Lactobacillus reuteri MJM60668 Prevent Progression of Non-Alcoholic Fatty Liver Disease through Anti-Adipogenesis and Anti-Inflammatory Pathway

Non-alcoholic fatty liver disease (NALFD) is a disease characterized by liver steatosis. The liver is a key organ involved in the metabolism of fat, protein, and carbohydrate, enzyme activation, and storage of glycogen, which is closely related to the intestine by the bidirectional relation of the gut-liver axis. Abnormal intestinal microbiota composition can affect energy metabolism and lipogenesis. In this experiment, we investigated the beneficial effect of Lactobacillus reuteri MJM60668 on lipid metabolism and lipogenesis. C57BL/6 mice were fed a high-fat diet (HFD) and orally administrated with MJM60668. Our results showed that mice treated with MJM60668 significantly decreased liver weight and liver/body weight ratio, without affecting food intake. Serum levels of ALT, AST, TG, TCHO, and IL-1 beta in mice fed with MJM60668 were decreased compared to the HFD group. Investigation of gene and protein expression on the lipogenesis and lipid metabolism showed that the expression of ACC, FAS, and SREBP was decreased, and PPAR alpha and CPT was increased. Furthermore, an increase of adiponectin in serum was shown in our experiment. Moreover, serum IL-1 beta level was also significantly decreased in the treated mice. These results suggested that MJM60668 can strongly inhibit lipogenesis, enhance fatty acid oxidation, and suppress inflammation.
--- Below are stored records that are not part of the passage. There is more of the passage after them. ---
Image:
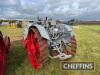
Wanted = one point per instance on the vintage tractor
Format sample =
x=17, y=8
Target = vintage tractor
x=48, y=40
x=4, y=49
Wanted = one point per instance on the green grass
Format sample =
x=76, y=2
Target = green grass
x=88, y=50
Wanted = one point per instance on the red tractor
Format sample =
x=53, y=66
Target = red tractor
x=4, y=48
x=48, y=40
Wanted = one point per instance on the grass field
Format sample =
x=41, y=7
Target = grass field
x=88, y=50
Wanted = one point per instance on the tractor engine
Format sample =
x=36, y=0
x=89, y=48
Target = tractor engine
x=59, y=37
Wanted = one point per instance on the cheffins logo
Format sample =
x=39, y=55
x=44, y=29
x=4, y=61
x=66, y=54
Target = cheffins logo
x=77, y=65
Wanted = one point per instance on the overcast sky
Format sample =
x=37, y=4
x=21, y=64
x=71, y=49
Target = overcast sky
x=60, y=9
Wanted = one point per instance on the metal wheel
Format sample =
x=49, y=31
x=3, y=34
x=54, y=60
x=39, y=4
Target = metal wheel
x=70, y=48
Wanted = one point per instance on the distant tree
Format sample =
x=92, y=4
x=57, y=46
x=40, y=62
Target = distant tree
x=71, y=22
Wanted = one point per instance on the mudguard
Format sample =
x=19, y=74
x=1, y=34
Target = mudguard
x=40, y=28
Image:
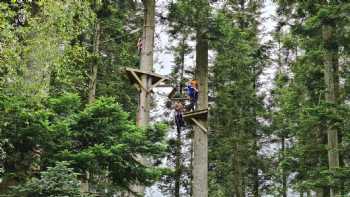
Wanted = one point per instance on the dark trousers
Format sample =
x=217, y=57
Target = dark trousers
x=179, y=121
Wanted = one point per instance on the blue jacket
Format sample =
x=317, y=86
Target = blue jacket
x=191, y=92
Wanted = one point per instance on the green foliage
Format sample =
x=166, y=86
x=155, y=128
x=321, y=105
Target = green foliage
x=98, y=138
x=57, y=181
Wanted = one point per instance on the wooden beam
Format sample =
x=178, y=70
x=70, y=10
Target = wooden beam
x=157, y=83
x=138, y=80
x=202, y=114
x=179, y=99
x=200, y=125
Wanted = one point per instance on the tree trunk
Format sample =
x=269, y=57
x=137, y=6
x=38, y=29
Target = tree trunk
x=200, y=139
x=330, y=82
x=284, y=174
x=178, y=165
x=178, y=168
x=238, y=183
x=146, y=64
x=94, y=66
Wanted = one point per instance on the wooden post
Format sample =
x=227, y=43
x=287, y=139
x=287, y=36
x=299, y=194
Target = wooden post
x=200, y=139
x=146, y=64
x=331, y=97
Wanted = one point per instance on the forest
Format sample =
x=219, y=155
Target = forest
x=174, y=98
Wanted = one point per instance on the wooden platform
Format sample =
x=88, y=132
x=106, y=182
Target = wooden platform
x=200, y=114
x=194, y=117
x=134, y=76
x=179, y=99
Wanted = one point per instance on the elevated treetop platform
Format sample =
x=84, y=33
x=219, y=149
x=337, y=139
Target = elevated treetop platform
x=172, y=96
x=200, y=114
x=134, y=76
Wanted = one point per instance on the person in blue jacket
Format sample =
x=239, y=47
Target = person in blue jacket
x=192, y=92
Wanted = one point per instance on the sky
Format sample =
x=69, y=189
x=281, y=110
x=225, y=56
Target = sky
x=164, y=59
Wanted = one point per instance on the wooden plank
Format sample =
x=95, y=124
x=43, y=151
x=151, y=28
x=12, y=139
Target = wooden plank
x=203, y=114
x=179, y=99
x=158, y=82
x=138, y=80
x=200, y=125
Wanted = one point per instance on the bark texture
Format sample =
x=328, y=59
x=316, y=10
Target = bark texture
x=200, y=139
x=331, y=97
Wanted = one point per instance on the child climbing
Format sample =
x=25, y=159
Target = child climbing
x=178, y=115
x=192, y=92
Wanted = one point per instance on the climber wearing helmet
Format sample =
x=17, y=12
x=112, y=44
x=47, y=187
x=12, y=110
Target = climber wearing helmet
x=192, y=92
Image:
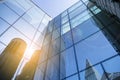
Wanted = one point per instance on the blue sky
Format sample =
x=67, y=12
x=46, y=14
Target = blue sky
x=54, y=7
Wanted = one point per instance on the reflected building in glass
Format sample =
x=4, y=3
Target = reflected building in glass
x=85, y=31
x=10, y=58
x=24, y=20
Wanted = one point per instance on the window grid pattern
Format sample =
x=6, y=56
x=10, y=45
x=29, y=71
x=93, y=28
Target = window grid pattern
x=71, y=68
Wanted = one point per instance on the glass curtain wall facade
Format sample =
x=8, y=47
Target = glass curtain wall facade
x=82, y=43
x=22, y=19
x=111, y=6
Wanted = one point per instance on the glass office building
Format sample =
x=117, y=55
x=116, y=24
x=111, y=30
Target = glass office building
x=81, y=43
x=22, y=19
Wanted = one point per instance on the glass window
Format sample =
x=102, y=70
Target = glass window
x=3, y=26
x=57, y=24
x=56, y=34
x=2, y=47
x=25, y=28
x=93, y=73
x=15, y=6
x=80, y=19
x=65, y=28
x=64, y=14
x=77, y=11
x=105, y=19
x=34, y=17
x=75, y=6
x=38, y=38
x=112, y=68
x=11, y=17
x=65, y=19
x=50, y=27
x=84, y=30
x=68, y=60
x=73, y=78
x=55, y=47
x=95, y=48
x=66, y=40
x=52, y=71
x=24, y=4
x=11, y=34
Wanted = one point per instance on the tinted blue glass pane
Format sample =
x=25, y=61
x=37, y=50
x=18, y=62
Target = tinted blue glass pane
x=64, y=14
x=64, y=19
x=69, y=62
x=84, y=30
x=56, y=34
x=52, y=70
x=73, y=78
x=65, y=28
x=93, y=73
x=112, y=68
x=75, y=6
x=11, y=17
x=25, y=28
x=77, y=11
x=80, y=18
x=66, y=40
x=3, y=26
x=16, y=7
x=96, y=48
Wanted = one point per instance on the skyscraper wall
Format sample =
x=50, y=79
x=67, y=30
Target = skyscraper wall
x=22, y=19
x=81, y=32
x=11, y=57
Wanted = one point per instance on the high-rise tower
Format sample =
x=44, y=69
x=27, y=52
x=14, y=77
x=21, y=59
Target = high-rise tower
x=30, y=67
x=10, y=58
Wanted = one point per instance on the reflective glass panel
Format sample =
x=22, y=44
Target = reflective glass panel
x=95, y=48
x=84, y=30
Additionally, supplementation of MJM60668 increased the proportion of Akkermansiaceae and Lachnospiracea, confirming a potential improvement of gut microbiota, which is related to mucus barrier and decrease of triglycerides levels.

Automated summary

This study investigated the beneficial effects of Lactobacillus reuteri MJM60668 on lipid metabolism and lipogenesis. The results showed that treatment with MJM60668 significantly reduced liver weight, liver/body weight ratio, and serum levels of ALT, AST, TG, TCHO, and IL-1 beta in mice fed with a high-fat diet. Gene and protein expression analysis indicated that MJM60668 inhibited lipogenesis and enhanced fatty acid oxidation. Supplementation with MJM60668 also improved the composition of gut microbiota, as evidenced by the increase in Akkermansiaceae and Lachnospiracea.